Angry Candy Read online

Page 14


  "First Cause."

  "Have it your way."

  "What are you doing in my head?"

  "Trying very hard to get out."

  "And how would you do that?"

  "Foul up your mission so the Filonii would demand the Succubus replace me. I gather you're pretty important to them. Rather chickenshit, aren't they?"

  "I don't recognize the term."

  "I'll put it in sense form."

  £ ▪ ▪ ▪ ▪ ▪ ]

  "Oh. You mean • • [–."

  "Yeah. Chickenshit."

  "Well, that's the way it's always been between the Filonii and the stalkers."

  "You like it that way."

  "I like my fish."

  "Your Filonii like to play God, don't they? Changing this world and that world to suit themselves.

  Reminds me of a couple of other guys. Lords of Propriety they were called. And the Succubus. Did you ever stop to think how many individuals and races like to play God?"

  "Right now I'd like to get out of here."

  "Easy enough."

  "How?"

  "Make friends with the Tszechmae."

  "The trees or the spores?"

  "Both."

  "One name for the symbiotic relationship?"

  "They live in harmony."

  "Except for the hookworms."

  "No society is perfect. Rule 19."

  The cat sat back on his haunches and talked to himself.
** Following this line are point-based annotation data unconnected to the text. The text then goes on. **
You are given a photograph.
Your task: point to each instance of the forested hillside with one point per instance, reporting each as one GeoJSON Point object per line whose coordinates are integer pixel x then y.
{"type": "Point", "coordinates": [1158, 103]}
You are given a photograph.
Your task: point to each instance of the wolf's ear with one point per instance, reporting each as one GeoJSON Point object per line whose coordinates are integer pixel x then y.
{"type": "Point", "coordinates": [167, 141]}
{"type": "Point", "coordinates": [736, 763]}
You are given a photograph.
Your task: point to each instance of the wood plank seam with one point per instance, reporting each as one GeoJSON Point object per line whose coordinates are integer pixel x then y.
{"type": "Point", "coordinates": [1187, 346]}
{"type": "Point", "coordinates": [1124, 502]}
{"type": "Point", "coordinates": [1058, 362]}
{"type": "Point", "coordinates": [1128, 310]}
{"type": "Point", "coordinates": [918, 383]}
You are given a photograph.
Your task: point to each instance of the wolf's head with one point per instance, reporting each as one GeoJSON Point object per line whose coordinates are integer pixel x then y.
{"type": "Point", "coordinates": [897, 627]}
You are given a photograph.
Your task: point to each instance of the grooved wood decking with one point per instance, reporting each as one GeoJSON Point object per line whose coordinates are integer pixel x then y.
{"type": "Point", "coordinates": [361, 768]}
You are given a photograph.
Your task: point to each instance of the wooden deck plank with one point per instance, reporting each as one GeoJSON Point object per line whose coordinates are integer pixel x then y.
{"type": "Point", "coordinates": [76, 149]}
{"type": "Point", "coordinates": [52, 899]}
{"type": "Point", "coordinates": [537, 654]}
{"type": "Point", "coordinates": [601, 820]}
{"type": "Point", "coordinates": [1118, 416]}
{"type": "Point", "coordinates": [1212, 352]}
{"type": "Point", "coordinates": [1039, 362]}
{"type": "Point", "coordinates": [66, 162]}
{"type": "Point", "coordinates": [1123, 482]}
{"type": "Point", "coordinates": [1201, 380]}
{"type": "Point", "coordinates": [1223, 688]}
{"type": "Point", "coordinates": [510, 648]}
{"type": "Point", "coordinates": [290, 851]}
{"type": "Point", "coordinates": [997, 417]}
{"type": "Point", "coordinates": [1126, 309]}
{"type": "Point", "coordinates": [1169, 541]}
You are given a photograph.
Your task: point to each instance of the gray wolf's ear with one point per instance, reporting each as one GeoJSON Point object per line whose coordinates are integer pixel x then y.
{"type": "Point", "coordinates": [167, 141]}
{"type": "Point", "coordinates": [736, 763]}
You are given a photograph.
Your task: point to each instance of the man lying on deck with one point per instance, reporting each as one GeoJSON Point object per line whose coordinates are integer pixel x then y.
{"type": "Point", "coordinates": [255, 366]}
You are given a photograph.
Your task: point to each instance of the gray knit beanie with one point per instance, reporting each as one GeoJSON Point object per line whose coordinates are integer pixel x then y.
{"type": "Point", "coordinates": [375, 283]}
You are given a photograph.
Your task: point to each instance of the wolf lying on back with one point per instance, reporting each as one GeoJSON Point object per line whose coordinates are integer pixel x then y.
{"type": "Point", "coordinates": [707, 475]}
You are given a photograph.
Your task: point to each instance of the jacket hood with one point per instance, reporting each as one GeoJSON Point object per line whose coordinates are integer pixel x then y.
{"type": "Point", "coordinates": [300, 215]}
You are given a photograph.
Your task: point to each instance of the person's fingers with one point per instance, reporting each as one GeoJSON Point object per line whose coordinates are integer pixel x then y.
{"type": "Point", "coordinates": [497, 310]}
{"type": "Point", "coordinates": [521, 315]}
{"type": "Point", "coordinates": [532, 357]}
  "Make friends with them you say."

  "Seems like a good idea, doesn't it?"

  "How would you suggest I do that?"

  "Offer to perform a service for them. Something they can't do for themselves."

  "Such as?"

  "How about you'll get rid of the Filonii for them. Right now that's the thing most oppressing them."

  "Get rid of the Filonii."

  "Yes."

  "I'm harboring a lunatic in my head."

  "Well, if you're going to quit before you start. . ."

  "Precisely how—uh, do you have a name?"

  "I told you. Bailey."

  "Oh. Yes. Sorry. Well, Bailey, precisely how do I rid this planet of a star-spanning vessel weighing somewhere just over thirteen thousand tons, not to mention a full complement of officers and ecologists who have been in the overlord position with my race for more centuries than I can name? I'm conditioned to respect them."

  "You sure don't sound as if you respect them."

  The cat paused. That was true. He felt quite different. He disliked the Filonii intensely. Hated them, in fact; as his kind had hated them for more centuries than he could name.

  "That is peculiar. Do you have any explanation for it?"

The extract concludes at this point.